E pensava nisso quando pela manhã saí para o trabalho deixando-a ainda dormindo, os cabelos banhando a testa em graça. A sensação era a de que, desde sempre, desde o mais remoto instante no qual se formaram os mais singelos e elementares anseios, desde aquele instante inefável onde se produziu, de algum modo, a primeira carência e a primeira alegria, tudo, absolutamente tudo, achava-se na exata disposição presente. A visão de seus belos olhos cerrados - escuros, escuros, olhos escuríssimos - e a certeza de que nunca mais os veria de outro modo pareciam suspender o tempo.
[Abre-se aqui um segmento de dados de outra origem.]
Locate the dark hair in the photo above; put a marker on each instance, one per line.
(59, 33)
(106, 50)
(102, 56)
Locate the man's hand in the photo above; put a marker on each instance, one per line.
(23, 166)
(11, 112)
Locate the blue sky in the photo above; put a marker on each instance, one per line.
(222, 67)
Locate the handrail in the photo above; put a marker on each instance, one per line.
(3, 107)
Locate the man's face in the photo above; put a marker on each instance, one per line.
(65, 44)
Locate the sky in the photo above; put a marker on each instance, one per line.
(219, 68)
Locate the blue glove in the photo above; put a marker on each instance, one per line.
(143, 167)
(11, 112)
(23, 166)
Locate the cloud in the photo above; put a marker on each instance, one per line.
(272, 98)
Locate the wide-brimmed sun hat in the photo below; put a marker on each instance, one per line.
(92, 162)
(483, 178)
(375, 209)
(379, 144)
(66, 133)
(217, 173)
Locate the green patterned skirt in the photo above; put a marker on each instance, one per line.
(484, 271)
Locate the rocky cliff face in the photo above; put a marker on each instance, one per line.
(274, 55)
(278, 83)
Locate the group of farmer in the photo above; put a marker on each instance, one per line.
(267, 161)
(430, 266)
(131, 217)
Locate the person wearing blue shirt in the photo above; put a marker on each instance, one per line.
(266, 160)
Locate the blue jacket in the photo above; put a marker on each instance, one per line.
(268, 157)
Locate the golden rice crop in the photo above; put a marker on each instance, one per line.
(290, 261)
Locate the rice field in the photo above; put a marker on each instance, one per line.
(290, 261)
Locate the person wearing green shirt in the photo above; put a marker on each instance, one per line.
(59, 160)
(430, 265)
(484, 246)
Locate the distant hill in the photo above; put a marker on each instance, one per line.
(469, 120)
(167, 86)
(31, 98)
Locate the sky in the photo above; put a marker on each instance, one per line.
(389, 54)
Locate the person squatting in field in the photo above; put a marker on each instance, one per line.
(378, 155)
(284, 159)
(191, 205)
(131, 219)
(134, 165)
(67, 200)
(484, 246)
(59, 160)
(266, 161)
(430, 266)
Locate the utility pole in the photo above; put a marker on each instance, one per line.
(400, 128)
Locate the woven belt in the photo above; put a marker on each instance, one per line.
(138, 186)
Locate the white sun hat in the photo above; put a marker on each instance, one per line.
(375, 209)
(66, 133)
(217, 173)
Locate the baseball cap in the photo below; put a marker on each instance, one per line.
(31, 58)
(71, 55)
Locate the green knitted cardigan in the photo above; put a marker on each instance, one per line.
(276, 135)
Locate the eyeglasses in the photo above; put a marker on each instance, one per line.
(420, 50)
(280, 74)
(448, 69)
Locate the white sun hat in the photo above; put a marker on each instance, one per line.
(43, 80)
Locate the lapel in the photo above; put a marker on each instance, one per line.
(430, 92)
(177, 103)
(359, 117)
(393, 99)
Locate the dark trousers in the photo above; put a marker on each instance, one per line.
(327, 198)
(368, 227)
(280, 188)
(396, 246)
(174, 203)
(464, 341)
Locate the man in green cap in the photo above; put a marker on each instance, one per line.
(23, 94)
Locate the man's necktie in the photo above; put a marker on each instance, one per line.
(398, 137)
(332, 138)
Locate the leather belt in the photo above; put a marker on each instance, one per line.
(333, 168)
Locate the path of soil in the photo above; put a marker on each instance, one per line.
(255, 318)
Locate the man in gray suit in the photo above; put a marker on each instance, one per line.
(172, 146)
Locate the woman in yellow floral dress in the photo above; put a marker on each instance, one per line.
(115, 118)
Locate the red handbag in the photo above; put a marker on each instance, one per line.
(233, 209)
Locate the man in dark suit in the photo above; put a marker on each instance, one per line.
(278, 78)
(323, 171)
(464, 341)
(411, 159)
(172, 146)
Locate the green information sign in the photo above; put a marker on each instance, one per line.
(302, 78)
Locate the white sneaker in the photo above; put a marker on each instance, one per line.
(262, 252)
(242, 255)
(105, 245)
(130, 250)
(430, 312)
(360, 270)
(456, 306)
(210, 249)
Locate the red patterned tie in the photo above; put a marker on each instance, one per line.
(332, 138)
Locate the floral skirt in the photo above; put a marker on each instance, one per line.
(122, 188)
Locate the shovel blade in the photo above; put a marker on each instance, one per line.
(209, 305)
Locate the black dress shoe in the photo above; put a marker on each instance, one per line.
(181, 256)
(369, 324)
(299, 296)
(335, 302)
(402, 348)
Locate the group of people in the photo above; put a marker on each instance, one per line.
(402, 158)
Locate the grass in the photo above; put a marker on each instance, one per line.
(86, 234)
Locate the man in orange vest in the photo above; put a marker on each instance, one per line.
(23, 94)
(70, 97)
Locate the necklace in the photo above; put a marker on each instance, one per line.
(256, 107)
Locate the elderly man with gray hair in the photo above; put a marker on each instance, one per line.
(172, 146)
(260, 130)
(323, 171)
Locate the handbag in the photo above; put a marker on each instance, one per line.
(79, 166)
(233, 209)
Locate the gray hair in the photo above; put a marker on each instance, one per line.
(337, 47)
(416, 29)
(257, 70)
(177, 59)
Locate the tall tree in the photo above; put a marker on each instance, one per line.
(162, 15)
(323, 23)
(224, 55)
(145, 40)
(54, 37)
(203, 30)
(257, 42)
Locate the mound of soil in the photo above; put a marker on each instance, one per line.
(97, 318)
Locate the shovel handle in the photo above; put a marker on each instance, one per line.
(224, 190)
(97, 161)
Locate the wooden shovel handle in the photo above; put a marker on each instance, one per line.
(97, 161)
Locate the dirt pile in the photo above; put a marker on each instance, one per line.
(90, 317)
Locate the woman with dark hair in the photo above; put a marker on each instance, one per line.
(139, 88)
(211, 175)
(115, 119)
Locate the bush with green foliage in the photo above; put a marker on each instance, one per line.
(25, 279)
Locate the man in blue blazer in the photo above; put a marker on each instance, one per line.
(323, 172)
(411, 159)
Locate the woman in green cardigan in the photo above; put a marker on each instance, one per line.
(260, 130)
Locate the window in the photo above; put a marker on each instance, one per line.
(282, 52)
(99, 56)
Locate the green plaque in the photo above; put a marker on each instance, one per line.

E talvez por tê-lo assim, suspenso, sequer notei o intervalo que separou aquele estalido do silêncio lúgubre que agora começa a me envolver - ao fundo, e cada vez mais baixa, a canção que escolhi em detrimento de todas as outras. E é uma calma difícil de entender, essa, porque começa no exato instante em que a dor nos explode por dentro. Em algum lugar já se deve ter dito que os tímpanos estouram para que os ruídos do mundo não tenham tempo de chegar ao coração de forma devastadora. Assim, em sentido oposto, essa é a calma das terras devastadas, de cujo solo estéril não brota mais que uma fumaça branda, que se espalha pelo ar e pela imensidão que cresce em todas direções, vazia. Deve ser assim no mais alto céu e nos corações que cessam de bater, exaustos. No entanto, o que não me sai da cabeça, nem ao menos por um dia, é por que, por que não dormimos daquele modo. E essa dúvida será o último vestígio de vida, gravado em fogo sobre o tecido fino do meu silêncio, quando ele chegar. Mas a isso não se chamará mais dor. A isso não se chamará.


ao som de Sorglega, do Sigur Rós, claro.

8 Comments:

At 4:29 PM, Anonymous Anônimo said...

Eu não diria nada diferente disso, só não poderia dize-lo assim. Porque eu só sei as imagens e só sei as dores , nunca as palavreei...mas seria assim.. desse jeito tão bonito q eu diria. E diria pelo olhar de um outro inexistente, pq o meu olhar seria aquele em q não há palavras que o caibam. Dizer as coisas assim torna possível dize-las..
Um belo conto... beleza q assim desse jeito só eu poderei ver, diante de tudo q o cerca e q cerca vc.
O abraço de sempre pra vc,

 
At 11:24 PM, Anonymous Anônimo said...

você me deixa tonta, porque é de uma doçura inenarravel nos contos, não casa com seu sarcasmo cotidiano.
muito querido você.
carinho
iza.

 
At 11:51 PM, Anonymous Anônimo said...

não vou falar palavras bonitas, pra elogiar seu texto, vc não precisa disso. não sei se já percebeu mas vc tem um traço, uma espécie de traço que deixa o texto só seu, com sua cara, seus jeito, e pq não seu estilo?

 
At 11:35 AM, Anonymous Anônimo said...

muito bom, manoel! é o primeiro conto seu que leio e não será o último. gostei.
beijos.

 
At 3:17 AM, Anonymous Anônimo said...

assim resignado, sem exaltação e um abismo menos branco. mas digo é uma bela história das nossas tragédias de gentes.

um forte abraço. e adiante...

 
At 1:14 AM, Blogger JoSé GUarÁ said...

dói ler este texto... é doído...

 
At 11:36 AM, Anonymous Anônimo said...

sem duvida esse foi o texto que mais me agradou.
*ao som de mogwai.

 
At 2:58 PM, Anonymous Anônimo said...

quer dizer... após reler alguns de seus texto já não sei se estou tão certa em relação ao comentário feito anteriormente. acho que, por motivos pessoais, eu estava tendenciosa quando o li, por isso me atingiu com mais força.